2.2 Dynamic graph model for Bitcoin transaction anomaly detection
With the development of GNNs, the dynamic Graph Anomaly Detection (DGAD) methods [31,32] have also demonstrated excellent performance in the task of Bitcoin transaction anomaly detection. This section mainly discusses the three DGAD settings: supervised, unsupervised, and semi-supervised.
Supervised learning constructs models using labeled data to detect anomalies in new dynamic graphs. This method achieves high accuracy and effectively learns the differences between normal and anomalous patterns. It can be primarily divided into two categories. The first category is classification-based methods, such as SVM and decision trees. Taking the dynamic social network as an example, such methods perform anomaly detection solely by inputting node features at different time points; the second is deep learning methods, such as using CNN and RNN to process dynamic graph sequence data, extract features, and apply them to classification tasks [33,34].

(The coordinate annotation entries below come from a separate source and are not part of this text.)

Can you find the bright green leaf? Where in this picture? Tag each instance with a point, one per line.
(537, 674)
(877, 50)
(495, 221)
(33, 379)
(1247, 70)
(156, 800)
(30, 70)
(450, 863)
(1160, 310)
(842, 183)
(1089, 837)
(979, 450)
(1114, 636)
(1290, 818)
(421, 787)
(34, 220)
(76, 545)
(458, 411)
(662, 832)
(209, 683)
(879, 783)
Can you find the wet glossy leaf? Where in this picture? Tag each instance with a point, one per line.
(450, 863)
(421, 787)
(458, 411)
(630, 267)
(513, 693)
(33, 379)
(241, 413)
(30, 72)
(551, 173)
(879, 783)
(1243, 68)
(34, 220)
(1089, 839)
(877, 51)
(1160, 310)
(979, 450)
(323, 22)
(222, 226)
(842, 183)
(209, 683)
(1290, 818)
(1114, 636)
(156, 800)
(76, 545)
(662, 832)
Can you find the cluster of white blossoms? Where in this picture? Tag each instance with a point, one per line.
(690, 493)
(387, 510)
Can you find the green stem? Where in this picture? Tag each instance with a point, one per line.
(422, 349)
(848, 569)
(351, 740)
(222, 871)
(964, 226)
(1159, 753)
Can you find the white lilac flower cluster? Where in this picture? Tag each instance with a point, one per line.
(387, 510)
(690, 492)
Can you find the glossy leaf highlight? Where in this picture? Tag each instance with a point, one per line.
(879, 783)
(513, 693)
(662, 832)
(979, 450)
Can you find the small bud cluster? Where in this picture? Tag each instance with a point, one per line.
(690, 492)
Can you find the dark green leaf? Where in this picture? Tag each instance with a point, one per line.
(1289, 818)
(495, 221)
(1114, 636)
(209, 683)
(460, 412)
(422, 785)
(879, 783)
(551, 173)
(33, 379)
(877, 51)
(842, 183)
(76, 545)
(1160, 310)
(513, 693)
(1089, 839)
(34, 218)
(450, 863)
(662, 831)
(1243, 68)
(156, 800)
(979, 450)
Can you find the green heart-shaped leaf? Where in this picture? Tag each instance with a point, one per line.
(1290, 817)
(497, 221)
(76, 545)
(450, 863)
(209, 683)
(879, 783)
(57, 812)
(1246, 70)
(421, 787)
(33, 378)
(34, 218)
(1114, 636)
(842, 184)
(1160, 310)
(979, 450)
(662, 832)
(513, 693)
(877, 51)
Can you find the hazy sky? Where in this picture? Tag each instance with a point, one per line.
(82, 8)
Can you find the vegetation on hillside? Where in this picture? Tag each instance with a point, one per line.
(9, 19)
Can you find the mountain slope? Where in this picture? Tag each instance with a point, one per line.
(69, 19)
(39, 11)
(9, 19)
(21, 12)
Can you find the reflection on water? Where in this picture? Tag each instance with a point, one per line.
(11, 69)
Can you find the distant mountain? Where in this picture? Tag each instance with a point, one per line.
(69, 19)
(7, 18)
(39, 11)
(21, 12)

Unsupervised learning does not require labeled data; it identifies anomalies based on the distribution and structural characteristics of the data, if normal data follows specific patterns while anomalous data deviates from these patterns. This approach is suitable for scenarios where labeled data is difficult to obtain. Commonly used methods include density-based algorithms (e.g., LOF [35] identifies anomalies by calculating local density), clustering methods (where normal data forms tight clusters and anomalous points deviate from the cluster center), and reconstruction-based graph autoencoders (GAE reconstructs graph structures, such as DOMINANT [36] using GCN to implement GAE’s graph structure reconstruction, while AnomalyDAE [37] enhances structural reconstruction performance). Additionally, some researchers have proposed the TAM [38] method to conduct in-depth exploration of the relationships between nodes and subgraphs, but there is still room for improvement in its utilization of labeled information.
Semi-supervised learning lies between supervised and unsupervised learning, utilizing a small amount of labeled data and a large amount of unlabeled data to reduce the demand for labeling while enhancing the model’s generalization ability. Current methods can be divided into traditional classification algorithms (such as semi-supervised SVM, which constructs an initial classifier and iteratively updates it) and deep learning algorithms based on GCN. Although one-class classification [39–41] is widely applied in visual data, it is rarely seen in the node-level anomaly detection task for dynamic graphs. A common requirement for this type of task is that both normal nodes and abnormal nodes are labeled, which has high requirements in terms of cost. By comparison, the semi-supervised method of one-class classification is more practical in the Bitcoin transaction anomaly detection task.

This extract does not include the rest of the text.